Apparently, you will need an Amazon-branded landing mat for the drone delivery to guide the drone to the perfect spot.
Amazon Air: the future is now
Amazon is now leasing 40 Boeing 767 wide body jet freighters, flying daily out it’s hub in Wilmington, Ohio. Wilmington was previously DHL’s facility. The Amazon project is so successfuly that the airport would ike to open a second runway to increase cargo capacity. These cargo jets are in effect it’s own logistics network, and could potentially replace Amazon’s current logistics partners.
Here’s an interesting fact: Amazon is regsitering all the jets with prime numbers (in other words, a number than only be divided by itself and 1)
Amazon Fresh is Amazon’s free same day delivery of fresh groceries and specialities from local shops and markets. Order your milk by 10 am, and have it delivered by Amazon to the office before you go home. Here in the UK it’s currently only available in central and east London, but iit’s widely available in the USA and I’ve seen the green Fresh van trundling around my home town of suburban Springfield, Pennsylvania.

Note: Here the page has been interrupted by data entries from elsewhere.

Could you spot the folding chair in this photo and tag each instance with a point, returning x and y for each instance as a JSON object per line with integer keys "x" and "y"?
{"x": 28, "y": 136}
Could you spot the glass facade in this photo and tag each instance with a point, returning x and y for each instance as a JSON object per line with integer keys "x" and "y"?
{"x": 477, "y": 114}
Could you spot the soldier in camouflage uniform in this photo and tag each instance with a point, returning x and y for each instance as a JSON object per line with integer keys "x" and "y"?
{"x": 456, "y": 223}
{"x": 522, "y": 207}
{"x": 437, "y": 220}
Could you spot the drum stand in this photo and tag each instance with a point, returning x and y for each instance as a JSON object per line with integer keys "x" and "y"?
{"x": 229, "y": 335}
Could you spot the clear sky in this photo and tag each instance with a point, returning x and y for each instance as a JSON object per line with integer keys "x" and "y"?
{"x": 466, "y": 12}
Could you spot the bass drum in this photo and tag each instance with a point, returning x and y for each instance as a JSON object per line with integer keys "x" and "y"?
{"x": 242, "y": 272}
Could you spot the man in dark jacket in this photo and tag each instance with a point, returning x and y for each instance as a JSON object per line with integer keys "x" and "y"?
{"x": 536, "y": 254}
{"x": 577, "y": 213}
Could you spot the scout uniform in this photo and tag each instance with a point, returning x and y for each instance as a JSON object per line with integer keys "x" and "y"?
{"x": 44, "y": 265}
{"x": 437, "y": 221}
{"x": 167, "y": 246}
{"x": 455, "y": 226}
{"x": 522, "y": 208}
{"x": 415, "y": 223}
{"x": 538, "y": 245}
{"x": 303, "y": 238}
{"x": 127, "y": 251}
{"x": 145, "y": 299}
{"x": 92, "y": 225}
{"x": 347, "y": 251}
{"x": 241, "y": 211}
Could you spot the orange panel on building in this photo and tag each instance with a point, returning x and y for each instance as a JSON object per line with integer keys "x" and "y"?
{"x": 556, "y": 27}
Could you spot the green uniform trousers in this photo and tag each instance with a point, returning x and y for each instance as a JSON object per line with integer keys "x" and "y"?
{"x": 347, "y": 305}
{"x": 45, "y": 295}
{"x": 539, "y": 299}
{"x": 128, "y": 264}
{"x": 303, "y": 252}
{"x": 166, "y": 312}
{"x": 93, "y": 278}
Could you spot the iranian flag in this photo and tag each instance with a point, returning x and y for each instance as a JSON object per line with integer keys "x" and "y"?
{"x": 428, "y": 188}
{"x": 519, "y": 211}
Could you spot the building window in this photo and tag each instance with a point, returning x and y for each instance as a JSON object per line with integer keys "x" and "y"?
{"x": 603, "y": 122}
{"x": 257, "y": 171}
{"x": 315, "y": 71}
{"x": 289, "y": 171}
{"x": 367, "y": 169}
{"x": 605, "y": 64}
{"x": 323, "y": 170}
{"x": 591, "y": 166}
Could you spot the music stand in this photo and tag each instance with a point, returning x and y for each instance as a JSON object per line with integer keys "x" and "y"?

Amazon is making huge investments in it’s delivery operation and fulfillment centres, and this is what is differentiating it from other internet retailers. Its fast, free delivery is keeping it ahead of the competition. Amazon knows that great delivery service leads to a jump in sales. The internet may give businesses international reach and world wide opportunity, but Amazon recognises customers also want to work with local producers and get local service.
And by working in partnership with local food producers and providers, the international giant, Amazon, is now becoming our local provider of choice.